我需要一种方法来删除字符串的第一个字符,这是一个空格。我正在寻找一个方法,甚至是一个扩展的字符串类型,我可以用来削减字符串的字符。
当前回答
从技术上讲,这不是对原始问题的回答,但由于这里的许多帖子都给出了删除所有空白的答案,这里是一个更新的、更简洁的版本:
let stringWithouTAnyWhitespace = string.filter {!$0.isWhitespace}
其他回答
另一个答案是,有时输入字符串在单词之间可以包含多个空格。如果你需要标准化,单词之间只有一个空格,试试这个(Swift 4/5)
let inputString = " a very strange text ! "
let validInput = inputString.components(separatedBy:.whitespacesAndNewlines).filter { $0.count > 0 }.joined(separator: " ")
print(validInput) // "a very strange text !"
如果有人从字符串中删除额外的空格,例如= "这是演示文本,请在单词之间删除额外的空格。
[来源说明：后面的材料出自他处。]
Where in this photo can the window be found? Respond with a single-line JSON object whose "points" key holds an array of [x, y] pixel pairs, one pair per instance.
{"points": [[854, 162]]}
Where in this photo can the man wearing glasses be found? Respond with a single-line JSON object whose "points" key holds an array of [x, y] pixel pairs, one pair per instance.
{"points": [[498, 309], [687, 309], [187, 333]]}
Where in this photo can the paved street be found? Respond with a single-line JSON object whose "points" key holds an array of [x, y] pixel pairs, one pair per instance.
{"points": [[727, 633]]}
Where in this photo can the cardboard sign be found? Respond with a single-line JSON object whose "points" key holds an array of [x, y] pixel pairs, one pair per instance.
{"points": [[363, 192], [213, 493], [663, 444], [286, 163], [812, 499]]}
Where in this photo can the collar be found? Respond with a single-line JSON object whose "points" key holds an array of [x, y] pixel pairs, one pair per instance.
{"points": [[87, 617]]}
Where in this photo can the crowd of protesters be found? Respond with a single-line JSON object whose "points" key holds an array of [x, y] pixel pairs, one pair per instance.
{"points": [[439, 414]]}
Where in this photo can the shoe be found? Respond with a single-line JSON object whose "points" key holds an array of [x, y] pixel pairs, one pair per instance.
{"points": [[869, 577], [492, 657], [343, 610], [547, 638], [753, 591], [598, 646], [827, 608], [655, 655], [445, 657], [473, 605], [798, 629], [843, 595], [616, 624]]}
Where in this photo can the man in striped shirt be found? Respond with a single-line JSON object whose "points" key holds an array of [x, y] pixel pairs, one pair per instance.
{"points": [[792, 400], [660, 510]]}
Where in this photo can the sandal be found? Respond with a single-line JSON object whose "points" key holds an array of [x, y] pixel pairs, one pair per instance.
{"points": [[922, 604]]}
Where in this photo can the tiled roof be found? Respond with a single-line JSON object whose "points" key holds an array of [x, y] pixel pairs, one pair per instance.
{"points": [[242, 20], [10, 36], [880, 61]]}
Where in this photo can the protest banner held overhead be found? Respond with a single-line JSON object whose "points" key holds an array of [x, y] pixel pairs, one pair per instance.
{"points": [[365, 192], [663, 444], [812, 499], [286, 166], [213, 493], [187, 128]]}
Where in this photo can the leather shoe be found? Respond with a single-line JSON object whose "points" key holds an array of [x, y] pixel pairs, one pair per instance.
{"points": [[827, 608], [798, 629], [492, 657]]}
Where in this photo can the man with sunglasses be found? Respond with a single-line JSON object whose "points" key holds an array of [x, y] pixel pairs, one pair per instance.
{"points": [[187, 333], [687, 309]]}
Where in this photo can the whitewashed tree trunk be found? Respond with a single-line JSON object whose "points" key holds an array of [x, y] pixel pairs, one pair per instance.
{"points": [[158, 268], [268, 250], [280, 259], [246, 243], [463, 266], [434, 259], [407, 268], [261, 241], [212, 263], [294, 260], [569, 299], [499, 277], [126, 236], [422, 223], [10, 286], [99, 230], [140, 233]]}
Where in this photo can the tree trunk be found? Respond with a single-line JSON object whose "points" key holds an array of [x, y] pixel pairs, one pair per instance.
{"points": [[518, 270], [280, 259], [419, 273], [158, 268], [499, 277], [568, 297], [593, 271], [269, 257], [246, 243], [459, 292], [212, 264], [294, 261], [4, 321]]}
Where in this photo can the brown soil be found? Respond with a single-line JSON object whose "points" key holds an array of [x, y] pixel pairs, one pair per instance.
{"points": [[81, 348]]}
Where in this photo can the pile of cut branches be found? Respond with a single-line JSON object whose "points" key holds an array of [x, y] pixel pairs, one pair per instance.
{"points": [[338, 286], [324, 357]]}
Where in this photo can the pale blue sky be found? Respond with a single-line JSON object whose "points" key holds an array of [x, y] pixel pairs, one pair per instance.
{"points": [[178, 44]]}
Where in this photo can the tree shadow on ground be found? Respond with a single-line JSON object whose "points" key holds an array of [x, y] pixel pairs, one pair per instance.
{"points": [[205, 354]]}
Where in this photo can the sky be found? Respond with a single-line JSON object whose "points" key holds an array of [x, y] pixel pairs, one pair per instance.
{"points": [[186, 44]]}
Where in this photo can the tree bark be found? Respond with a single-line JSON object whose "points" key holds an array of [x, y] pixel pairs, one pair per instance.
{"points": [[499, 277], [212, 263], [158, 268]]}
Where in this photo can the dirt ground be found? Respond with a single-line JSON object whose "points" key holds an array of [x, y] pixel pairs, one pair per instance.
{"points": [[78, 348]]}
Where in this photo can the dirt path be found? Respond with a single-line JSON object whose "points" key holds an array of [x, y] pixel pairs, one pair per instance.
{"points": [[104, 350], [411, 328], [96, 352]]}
"
你可以在Swift 4中使用这个函数。
func removeSpace(_ string: String) -> String{
var str: String = String(string[string.startIndex])
for (index,value) in string.enumerated(){
if index > 0{
let indexBefore = string.index(before: String.Index.init(encodedOffset: index))
if value == " " && string[indexBefore] == " "{
}else{
str.append(value)
}
}
}
return str
}
结果是
"This is the demo text remove extra space between the words."
extension String {
var removingWhitespaceAndNewLines: String {
return removing(.whitespacesAndNewlines)
}
func removing(_ forbiddenCharacters: CharacterSet) -> String {
return String(unicodeScalars.filter({ !forbiddenCharacters.contains($0) }))
}
}
快速解决方案:
用法:
let txt = " hello world "
let txt1 = txt.trimStart() // "hello world "
let txt2 = txt.trimEnd() // " hello world"
用法二:
let txt = "rr rrr rrhello world r r r r r r"
let txt1 = txt.trimStart(["r", " "]) // "hello world r r r r r r"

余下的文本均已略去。